El pueblo en sí era muy poca cosa. Unas docenas de casas, un pub, una oficina de correos y una tienda que vendía de todo.

– El pueblo de Wroxall, visto y no visto -dijo el taxista asintiendo con la cabeza-. Solo faltan tres kilómetros.

La entrada de la finca de Cantwell no estaba señalizada; solo había un par de pilares de ladrillo que flanqueaban un camino de grava en cuyo centro había una franja de hierbajos. El camino descendía por un prado húmedo y cubierto de maleza, salpicado con los tonos desvaídos de las flores silvestres de finales de otoño, sobre todo de verónicas mustias y azules, y algún que otro conjunto de setas carnosas. A lo lejos, tras una curva pronunciada, se divisaba un tejado que sobresalía por encima de un seto alto de espinos que ocultaba casi todo el edificio.

Cuando se acercaron, las gigantescas dimensiones de la casa se hicieron evidentes. Era un batiburrillo de tejados a dos aguas y chimeneas, ladrillo visto, pálido y desgastado, sobre una estructura exterior de estilo Tudor y de una madera oscura y violácea. A través del seto, Will vio que la fachada central de la casa estaba totalmente recubierta de una hiedra que alguien a quien al parecer no se le daban muy bien las líneas ni los ángulos rectos había recortado en torno a las ventanas emplomadas de marco blanco. El techo de tejas y con vertientes en distintas direcciones verdeaba a causa del musgo, y casi semejaba un organismo vivo. Por lo que Will alcanzaba a ver de los enmarañados arriates del jardín delantero, estaban, en el mejor de los casos, mal cuidados.

Tras cruzar un frondoso pórtico formado por setos, el camino llegaba a una rotonda. El taxi se detuvo con un crujido de grava frente a una puerta con una rejilla de roble.
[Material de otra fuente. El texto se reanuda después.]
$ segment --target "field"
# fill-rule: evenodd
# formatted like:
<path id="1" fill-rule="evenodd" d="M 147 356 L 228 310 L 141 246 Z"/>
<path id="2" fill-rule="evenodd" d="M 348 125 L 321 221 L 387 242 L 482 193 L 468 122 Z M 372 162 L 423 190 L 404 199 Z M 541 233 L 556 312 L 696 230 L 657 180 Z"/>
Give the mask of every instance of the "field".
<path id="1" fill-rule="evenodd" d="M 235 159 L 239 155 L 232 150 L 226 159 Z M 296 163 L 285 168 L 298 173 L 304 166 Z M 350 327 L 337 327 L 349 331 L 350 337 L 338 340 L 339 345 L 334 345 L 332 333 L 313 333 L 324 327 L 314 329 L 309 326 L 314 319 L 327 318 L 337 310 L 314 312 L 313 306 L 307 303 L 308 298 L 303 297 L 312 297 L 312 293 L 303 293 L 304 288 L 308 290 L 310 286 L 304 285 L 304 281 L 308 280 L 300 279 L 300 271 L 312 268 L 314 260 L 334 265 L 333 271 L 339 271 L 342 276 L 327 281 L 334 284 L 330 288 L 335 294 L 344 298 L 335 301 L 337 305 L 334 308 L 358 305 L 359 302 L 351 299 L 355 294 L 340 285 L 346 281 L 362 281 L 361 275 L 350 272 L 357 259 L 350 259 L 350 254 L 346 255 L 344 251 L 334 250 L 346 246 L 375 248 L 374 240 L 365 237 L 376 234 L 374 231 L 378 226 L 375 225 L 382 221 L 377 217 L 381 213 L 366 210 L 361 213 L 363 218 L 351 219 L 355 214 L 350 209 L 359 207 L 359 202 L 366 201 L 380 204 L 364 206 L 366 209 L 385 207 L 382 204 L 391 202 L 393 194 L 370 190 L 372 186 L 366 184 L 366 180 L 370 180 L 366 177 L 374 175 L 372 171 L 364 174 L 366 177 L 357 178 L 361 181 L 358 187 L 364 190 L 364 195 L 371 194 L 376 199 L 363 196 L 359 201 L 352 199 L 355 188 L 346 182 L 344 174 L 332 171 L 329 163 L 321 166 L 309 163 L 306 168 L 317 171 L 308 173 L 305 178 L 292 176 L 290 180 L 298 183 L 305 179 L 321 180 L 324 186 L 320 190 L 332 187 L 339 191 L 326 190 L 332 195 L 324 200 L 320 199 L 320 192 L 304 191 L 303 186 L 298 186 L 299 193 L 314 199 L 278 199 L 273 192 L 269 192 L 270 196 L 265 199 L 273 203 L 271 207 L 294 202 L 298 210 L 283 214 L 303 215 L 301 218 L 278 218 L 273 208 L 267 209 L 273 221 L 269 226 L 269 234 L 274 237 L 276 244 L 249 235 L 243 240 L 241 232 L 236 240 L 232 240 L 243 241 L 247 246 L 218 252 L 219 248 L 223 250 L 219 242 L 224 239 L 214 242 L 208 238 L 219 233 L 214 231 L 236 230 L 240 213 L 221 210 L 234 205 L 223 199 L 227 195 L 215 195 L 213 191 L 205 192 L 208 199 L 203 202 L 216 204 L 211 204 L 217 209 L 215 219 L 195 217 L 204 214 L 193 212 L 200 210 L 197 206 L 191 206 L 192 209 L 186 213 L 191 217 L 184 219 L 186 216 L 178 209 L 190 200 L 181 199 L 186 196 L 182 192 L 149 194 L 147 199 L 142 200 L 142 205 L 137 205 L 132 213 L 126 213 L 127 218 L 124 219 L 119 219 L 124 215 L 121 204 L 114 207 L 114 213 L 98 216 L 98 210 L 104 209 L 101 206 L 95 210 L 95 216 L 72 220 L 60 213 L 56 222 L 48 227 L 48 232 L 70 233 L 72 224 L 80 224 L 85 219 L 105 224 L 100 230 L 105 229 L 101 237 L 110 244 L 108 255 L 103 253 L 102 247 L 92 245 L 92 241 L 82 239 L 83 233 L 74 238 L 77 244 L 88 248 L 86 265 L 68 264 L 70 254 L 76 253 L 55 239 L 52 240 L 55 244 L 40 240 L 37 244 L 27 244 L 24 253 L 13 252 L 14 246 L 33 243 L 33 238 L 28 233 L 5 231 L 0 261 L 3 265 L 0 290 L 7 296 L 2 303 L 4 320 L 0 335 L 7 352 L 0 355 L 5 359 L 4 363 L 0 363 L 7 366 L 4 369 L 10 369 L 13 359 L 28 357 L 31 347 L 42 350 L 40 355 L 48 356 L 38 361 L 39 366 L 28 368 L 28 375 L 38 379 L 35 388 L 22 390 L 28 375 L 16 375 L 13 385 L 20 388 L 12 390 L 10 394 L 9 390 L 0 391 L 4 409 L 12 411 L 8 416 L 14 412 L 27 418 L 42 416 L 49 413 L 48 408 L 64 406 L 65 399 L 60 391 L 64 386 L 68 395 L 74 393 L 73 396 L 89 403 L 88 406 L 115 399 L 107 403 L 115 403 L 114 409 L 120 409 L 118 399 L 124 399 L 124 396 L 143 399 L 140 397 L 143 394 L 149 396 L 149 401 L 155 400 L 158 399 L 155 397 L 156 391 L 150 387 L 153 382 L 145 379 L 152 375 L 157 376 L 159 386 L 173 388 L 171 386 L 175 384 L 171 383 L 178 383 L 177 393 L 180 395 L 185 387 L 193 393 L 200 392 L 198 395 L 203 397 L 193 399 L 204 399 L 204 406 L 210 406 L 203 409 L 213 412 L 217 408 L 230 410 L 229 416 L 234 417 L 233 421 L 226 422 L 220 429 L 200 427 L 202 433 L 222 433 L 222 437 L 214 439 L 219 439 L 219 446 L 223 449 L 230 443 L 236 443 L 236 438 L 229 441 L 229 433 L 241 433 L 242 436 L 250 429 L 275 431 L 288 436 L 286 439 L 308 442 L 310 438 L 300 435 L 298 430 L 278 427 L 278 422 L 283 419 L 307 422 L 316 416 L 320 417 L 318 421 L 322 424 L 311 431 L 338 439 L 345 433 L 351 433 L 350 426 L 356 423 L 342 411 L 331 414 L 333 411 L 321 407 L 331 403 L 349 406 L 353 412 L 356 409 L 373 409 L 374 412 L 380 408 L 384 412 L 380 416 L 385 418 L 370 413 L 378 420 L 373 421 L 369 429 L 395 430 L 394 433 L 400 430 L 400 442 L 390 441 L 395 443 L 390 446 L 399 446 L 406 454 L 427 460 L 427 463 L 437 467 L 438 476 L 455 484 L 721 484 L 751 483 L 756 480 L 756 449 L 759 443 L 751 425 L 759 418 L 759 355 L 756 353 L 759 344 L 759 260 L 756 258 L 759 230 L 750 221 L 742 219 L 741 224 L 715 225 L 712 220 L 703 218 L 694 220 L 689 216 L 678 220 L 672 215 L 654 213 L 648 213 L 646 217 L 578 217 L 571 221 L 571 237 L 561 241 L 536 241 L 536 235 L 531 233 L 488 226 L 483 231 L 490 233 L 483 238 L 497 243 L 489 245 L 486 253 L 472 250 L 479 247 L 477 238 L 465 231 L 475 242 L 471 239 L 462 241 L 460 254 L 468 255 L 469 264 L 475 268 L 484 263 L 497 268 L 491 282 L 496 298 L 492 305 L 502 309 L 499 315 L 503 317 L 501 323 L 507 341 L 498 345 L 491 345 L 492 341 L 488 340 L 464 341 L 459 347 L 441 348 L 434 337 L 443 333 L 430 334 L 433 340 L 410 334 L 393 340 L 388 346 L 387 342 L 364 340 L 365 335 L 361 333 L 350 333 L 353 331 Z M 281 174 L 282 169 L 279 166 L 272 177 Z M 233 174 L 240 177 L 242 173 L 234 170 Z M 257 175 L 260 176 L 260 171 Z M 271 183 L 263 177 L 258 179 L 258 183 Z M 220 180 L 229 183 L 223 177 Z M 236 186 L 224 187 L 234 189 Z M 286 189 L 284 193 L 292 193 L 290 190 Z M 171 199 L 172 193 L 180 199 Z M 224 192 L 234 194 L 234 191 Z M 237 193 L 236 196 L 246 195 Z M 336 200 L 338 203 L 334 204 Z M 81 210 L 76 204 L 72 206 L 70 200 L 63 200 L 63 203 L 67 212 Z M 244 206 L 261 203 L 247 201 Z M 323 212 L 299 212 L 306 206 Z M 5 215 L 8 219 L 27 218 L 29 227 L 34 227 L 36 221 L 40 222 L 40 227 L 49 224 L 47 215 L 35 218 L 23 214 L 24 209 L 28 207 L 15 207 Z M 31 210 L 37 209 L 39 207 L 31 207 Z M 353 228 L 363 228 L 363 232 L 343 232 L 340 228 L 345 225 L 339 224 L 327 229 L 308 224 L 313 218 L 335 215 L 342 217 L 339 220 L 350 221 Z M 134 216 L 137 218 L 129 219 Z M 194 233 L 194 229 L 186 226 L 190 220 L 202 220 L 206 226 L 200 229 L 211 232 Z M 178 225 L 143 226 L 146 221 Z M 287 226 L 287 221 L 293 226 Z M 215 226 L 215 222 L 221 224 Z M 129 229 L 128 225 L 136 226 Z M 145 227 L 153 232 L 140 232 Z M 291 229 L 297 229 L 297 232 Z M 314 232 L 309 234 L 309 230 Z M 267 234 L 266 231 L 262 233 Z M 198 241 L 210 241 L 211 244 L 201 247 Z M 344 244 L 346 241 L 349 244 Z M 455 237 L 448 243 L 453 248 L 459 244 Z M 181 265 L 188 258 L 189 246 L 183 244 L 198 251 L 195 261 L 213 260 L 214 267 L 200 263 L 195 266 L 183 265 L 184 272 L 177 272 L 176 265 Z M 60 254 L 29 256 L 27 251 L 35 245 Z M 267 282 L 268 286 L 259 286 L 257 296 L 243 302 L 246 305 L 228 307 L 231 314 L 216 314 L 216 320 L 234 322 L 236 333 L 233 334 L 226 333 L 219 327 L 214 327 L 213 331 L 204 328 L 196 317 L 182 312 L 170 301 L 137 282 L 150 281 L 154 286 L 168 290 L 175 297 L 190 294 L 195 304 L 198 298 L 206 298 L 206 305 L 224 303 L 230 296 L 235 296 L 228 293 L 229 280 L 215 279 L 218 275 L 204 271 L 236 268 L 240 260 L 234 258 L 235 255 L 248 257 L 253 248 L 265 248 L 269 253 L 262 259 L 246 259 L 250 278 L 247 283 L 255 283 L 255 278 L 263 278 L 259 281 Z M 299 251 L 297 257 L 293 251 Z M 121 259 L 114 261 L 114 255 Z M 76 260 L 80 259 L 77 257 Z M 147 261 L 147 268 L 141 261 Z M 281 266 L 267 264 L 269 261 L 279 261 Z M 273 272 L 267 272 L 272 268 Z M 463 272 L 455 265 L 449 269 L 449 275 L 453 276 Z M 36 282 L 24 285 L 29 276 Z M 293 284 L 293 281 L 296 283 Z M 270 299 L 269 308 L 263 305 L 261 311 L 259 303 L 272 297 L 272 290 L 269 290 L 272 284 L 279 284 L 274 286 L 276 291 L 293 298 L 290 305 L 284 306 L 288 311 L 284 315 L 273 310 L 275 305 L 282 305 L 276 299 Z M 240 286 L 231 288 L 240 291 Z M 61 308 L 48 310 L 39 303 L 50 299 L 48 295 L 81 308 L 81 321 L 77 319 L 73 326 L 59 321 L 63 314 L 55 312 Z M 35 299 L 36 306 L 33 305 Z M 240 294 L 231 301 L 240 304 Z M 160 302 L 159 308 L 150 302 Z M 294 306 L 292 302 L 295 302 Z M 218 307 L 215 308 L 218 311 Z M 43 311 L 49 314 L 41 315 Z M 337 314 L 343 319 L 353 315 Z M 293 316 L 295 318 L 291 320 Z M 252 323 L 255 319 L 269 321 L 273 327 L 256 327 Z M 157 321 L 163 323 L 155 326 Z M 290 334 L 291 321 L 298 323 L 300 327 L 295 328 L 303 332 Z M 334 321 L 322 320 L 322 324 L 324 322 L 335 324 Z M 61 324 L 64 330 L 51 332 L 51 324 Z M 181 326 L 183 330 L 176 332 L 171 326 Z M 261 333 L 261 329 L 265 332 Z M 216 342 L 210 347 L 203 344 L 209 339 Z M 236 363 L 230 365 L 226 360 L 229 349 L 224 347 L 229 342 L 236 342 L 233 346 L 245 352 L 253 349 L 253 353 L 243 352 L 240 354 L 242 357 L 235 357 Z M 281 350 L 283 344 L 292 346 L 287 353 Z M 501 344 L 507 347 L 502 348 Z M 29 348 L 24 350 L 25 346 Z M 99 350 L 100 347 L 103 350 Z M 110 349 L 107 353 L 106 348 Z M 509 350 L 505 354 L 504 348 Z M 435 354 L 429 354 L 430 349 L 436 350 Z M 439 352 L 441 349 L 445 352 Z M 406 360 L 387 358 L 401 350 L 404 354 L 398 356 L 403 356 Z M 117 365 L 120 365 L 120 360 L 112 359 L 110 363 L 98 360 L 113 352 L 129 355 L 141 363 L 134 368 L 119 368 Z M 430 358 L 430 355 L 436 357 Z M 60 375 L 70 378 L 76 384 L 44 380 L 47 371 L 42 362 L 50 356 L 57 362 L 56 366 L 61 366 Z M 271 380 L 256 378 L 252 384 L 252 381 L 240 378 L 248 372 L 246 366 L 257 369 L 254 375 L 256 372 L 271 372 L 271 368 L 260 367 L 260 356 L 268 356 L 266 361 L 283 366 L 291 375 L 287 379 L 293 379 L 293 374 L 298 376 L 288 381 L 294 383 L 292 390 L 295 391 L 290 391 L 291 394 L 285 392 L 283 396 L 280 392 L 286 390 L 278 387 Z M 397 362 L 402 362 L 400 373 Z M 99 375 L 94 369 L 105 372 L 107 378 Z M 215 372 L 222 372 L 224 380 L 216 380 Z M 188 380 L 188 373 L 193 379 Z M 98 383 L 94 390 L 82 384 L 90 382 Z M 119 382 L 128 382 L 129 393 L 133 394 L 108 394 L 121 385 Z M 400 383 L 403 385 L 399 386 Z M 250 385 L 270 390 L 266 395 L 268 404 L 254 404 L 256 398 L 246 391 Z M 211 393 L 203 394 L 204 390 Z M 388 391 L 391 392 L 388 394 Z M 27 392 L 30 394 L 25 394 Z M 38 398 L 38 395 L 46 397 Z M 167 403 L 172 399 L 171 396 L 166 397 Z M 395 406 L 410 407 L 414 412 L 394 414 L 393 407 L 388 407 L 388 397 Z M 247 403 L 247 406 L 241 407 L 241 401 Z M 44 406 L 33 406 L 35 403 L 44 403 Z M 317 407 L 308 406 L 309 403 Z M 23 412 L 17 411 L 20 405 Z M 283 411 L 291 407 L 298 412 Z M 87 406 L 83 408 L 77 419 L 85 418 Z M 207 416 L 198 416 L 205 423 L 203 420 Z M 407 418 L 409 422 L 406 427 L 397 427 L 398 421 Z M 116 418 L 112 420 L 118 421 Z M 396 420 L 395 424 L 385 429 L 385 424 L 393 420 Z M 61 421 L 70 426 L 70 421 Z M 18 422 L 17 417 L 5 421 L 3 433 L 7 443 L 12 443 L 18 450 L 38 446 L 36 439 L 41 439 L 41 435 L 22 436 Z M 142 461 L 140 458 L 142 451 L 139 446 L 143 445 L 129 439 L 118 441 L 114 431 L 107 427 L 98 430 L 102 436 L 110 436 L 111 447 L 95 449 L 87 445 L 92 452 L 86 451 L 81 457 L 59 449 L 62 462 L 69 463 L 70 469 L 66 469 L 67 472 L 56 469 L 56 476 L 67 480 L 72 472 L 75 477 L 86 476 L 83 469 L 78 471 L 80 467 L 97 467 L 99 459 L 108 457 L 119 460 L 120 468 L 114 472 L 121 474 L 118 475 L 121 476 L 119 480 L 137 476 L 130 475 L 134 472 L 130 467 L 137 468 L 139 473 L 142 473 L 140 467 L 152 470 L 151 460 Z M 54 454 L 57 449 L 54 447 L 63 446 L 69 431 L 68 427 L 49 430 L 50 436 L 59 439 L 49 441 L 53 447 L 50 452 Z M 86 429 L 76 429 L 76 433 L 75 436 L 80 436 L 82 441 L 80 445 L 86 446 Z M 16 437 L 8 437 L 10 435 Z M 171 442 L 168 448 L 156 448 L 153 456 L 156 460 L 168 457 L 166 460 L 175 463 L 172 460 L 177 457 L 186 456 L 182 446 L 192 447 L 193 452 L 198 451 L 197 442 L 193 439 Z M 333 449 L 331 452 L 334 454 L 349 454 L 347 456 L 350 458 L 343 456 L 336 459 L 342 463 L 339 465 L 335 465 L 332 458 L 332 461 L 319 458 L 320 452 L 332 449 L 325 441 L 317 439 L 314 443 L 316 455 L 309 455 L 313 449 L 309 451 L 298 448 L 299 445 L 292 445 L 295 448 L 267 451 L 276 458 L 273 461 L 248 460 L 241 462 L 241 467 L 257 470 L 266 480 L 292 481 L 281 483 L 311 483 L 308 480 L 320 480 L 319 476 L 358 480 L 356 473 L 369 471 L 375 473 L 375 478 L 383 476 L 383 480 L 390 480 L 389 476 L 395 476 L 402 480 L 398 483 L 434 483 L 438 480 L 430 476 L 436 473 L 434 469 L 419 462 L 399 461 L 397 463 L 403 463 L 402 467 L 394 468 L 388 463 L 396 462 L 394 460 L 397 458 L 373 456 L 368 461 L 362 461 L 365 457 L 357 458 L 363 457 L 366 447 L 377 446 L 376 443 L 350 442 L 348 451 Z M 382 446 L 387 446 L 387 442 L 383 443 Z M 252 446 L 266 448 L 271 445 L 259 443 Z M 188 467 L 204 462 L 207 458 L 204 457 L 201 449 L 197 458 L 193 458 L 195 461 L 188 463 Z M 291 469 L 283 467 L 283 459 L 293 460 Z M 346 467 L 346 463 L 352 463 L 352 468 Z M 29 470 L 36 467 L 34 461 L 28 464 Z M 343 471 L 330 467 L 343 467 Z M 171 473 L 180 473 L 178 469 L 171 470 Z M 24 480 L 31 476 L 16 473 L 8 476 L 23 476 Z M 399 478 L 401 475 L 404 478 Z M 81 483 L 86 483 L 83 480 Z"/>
Las ventanas delanteras, a oscuras, reflejaban la luz exterior.

– Esto parece una tumba -dijo el taxista-. ¿Quiere que le espere?

Will bajó y le pagó. De una de las chimeneas se elevaba una columna de humo. Decidió dejar que el hombre se fuera.

– No, no pasa nada -respondió, echándose la bolsa al hombro. Pulsó el botón del timbre y oyó las tenues notas de un carillón en el interior. El taxi cruzó el segundo pórtico de setos y se alejó por el camino.

La entrada estaba a merced de los elementos, por lo que a Will, mientras esperaba que alguien diera señales de vida, se le estaba alisando el pelo bajo la lluvia. Al cabo de un minuto largo, tocó el timbre de nuevo y llamó con los nudillos para ponerle más énfasis.